- 8°23′38″S 127°16′6″E﻿ / ﻿8.39389°S 127.26833°E
- Type: Limestone cave
- Location: near Tutuala, Lautém District
- Region: East Timor

Site notes
- Elevation: 75 m (246 ft)

= Jerimalai (cave) =

Cave and archaeological site in East Timor

Jerimalai is a limestone cave southeast of Tutuala, on the eastern tip of East Timor. Fish remains and fish hooks excavated in Jerimalai provide evidence for advanced fishing technique by inhabitants of Timor 42,000 years ago.

Jerimalai has the third oldest findings discovered in Wallacea, after Madjedbebe in mainland Northern Australia and the Laili cave near Manatuto on Timor.

== Location ==

The cave lies at an altitude of 75 m, less than a kilometer from the sea.

42,000 years ago, the sea was 55 m lower than in 2016, and the cave was 2.8 km from the sea. 22,000 years ago, during the Last Glacial Maximum, the sea level was 121 m lower than in 2016 and Jerimalai was 3.5 km from the shore. During the glacial age, the descent from the cave to the coastline was much steeper, which explains why the cave was little used at that time.

== Findings ==

=== Background ===
Since 2005, several archaeological findings dating back more than 42,000 years have been made in the cave. The age of the findings was determined using radiocarbon dating. However, some findings might be older, as their level of Carbon-14 is below the detection limit.

The inhabitants of the cave fed on turtles, tuna and giant rats (probably Coryphomys buehleri).

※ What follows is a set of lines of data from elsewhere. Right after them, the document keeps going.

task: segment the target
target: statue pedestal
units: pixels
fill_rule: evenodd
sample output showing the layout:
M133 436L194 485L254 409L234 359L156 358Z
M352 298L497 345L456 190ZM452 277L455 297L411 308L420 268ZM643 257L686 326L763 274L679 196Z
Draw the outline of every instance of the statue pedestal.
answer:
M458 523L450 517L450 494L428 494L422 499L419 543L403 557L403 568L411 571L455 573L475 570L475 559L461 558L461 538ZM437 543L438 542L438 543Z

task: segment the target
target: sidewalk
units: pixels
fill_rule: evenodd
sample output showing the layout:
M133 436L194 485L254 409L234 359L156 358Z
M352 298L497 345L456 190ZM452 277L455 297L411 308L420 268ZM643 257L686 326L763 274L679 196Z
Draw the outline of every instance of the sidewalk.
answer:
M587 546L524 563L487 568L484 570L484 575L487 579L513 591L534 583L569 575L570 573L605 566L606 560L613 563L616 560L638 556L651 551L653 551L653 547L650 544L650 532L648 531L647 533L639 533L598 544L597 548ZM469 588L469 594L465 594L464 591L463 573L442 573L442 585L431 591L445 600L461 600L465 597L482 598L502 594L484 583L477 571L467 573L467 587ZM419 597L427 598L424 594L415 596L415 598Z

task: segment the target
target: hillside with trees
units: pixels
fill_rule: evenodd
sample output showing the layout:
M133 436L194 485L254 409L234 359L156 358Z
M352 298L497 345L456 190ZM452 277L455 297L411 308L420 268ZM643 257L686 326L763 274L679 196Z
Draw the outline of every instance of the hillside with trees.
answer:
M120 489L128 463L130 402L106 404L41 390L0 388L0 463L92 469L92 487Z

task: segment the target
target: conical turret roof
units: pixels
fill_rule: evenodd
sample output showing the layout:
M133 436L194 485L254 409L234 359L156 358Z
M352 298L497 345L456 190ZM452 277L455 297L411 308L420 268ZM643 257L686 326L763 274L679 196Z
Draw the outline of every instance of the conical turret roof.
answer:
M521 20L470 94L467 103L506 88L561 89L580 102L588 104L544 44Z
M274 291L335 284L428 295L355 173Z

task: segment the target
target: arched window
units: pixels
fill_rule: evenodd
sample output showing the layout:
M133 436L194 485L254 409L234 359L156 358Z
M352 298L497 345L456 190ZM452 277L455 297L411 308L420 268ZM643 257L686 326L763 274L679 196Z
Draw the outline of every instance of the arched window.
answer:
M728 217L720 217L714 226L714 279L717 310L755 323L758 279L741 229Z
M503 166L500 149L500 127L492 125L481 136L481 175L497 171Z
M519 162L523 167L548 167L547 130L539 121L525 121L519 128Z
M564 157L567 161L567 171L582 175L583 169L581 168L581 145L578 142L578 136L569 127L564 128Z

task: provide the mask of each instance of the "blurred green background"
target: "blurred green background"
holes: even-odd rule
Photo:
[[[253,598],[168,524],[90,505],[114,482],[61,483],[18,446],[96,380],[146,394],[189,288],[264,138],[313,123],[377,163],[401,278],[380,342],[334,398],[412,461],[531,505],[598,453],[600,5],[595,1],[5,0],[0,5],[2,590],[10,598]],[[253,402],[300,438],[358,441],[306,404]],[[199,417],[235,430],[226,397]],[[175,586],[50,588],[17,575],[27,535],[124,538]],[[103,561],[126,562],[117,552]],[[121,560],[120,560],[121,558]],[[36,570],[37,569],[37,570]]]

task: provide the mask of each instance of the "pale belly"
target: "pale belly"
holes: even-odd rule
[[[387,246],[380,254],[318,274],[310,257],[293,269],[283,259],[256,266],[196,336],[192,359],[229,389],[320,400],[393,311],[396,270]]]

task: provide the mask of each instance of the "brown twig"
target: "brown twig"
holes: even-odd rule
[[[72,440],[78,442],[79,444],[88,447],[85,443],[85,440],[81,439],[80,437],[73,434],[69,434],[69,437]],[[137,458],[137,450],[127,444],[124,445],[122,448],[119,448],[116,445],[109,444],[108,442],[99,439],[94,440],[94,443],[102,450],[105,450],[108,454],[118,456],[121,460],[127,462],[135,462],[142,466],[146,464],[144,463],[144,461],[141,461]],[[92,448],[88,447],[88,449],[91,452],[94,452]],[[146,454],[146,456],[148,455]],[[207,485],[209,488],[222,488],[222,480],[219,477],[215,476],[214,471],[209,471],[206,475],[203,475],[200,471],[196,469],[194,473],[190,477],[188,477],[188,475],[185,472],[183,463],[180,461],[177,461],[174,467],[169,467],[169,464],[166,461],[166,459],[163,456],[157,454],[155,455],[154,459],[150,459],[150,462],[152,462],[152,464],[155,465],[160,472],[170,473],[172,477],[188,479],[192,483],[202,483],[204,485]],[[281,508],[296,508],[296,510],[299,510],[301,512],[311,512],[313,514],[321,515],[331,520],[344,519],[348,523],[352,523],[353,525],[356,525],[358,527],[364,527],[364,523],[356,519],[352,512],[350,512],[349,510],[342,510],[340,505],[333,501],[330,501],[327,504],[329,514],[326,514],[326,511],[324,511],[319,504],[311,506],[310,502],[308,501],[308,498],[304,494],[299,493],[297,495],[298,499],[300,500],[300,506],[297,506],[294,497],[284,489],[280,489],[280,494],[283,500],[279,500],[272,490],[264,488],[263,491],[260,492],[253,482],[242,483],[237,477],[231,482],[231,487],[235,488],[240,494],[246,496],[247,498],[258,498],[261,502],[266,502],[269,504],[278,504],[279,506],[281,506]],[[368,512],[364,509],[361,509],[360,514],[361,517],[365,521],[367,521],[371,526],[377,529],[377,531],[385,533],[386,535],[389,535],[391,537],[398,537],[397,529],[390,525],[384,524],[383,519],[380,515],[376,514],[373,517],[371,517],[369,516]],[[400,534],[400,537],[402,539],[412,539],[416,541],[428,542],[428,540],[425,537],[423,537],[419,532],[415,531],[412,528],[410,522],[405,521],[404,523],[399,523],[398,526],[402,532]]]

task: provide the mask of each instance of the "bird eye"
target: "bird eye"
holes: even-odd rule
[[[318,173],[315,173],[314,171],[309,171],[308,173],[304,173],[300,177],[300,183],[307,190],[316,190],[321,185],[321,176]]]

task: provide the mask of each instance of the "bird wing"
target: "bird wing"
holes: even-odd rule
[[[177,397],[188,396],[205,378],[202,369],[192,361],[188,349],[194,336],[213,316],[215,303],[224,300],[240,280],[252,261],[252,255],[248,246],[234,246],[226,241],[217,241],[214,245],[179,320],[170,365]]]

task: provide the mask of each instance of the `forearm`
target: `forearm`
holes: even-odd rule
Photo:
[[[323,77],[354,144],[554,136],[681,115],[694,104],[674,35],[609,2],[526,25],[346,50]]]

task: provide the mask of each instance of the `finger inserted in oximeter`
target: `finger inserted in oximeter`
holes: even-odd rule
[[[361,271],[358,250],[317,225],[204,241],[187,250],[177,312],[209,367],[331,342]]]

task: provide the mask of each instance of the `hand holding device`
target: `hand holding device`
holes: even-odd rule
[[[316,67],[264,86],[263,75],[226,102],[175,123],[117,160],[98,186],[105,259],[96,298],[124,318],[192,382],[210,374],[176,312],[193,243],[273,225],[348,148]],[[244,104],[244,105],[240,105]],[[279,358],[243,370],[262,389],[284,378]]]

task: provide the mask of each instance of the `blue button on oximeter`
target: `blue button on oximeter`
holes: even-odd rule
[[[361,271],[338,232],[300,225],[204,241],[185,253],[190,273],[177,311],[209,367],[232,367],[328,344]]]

Archaeologists also believe some stones and shells were used as jewelry.

Tools found in Jerimalai are similar to findings in the Liang Bua cave attributed to Homo floresiensis, who lived on the nearby island of Flores until 50,000 years ago. The high similarity has prompted questions about whether tools in Liang Bua were made by Homo sapiens, and not by Homo floresiensis.

=== Fishing ===

The fish remains found in Jerimalai are the oldest evidence of fishing far from the shore. In addition, a fish hook believed to be between 16,000 and 23,000 years old was discovered. The four inches long hook is made from the shell of a marine snail. The hook was used to catch fish in the coastal waters, which at the time were rich in coral reef fish.

The high advancement of fishing technique for the time can be explained by the lack of land animals on Timor in that era. 40,000 years ago, rodents and reptiles were the only land species available to the inhabitants of Timor.

=== Jewelry ===

Five pieces of jewelry were also found, made from the shell of Nautilus pompilius and stained with ocher. They had small tiles and drilled holes. Since nautiluses are usually caught at depths of 150 m or more, it is believed that the shells were collected washed up on the beach. This would also explain why among the thousands of shell fragments (about 50 kg of material was collected during the excavation) only 268 belong to Nautilus pompilius. It is believed that the jewelry made of nautilus shells had a great cultural significance.

=== Migration to Australia ===

The findings corroborate the theory that the anatomically modern man spread from Asia to Australia on the South route over the Lesser Sunda Islands and not on the northern route via Borneo, Sulawesi and New Guinea. Earlier findings on the islands of the southern route were too young to prove that the southern route was the propagation path.

=== Avifauna ===

Jerimalai also preserves fossils of birds. With the exception of an undescribed species of Grus, all the avian remains represent taxa still extant in the present.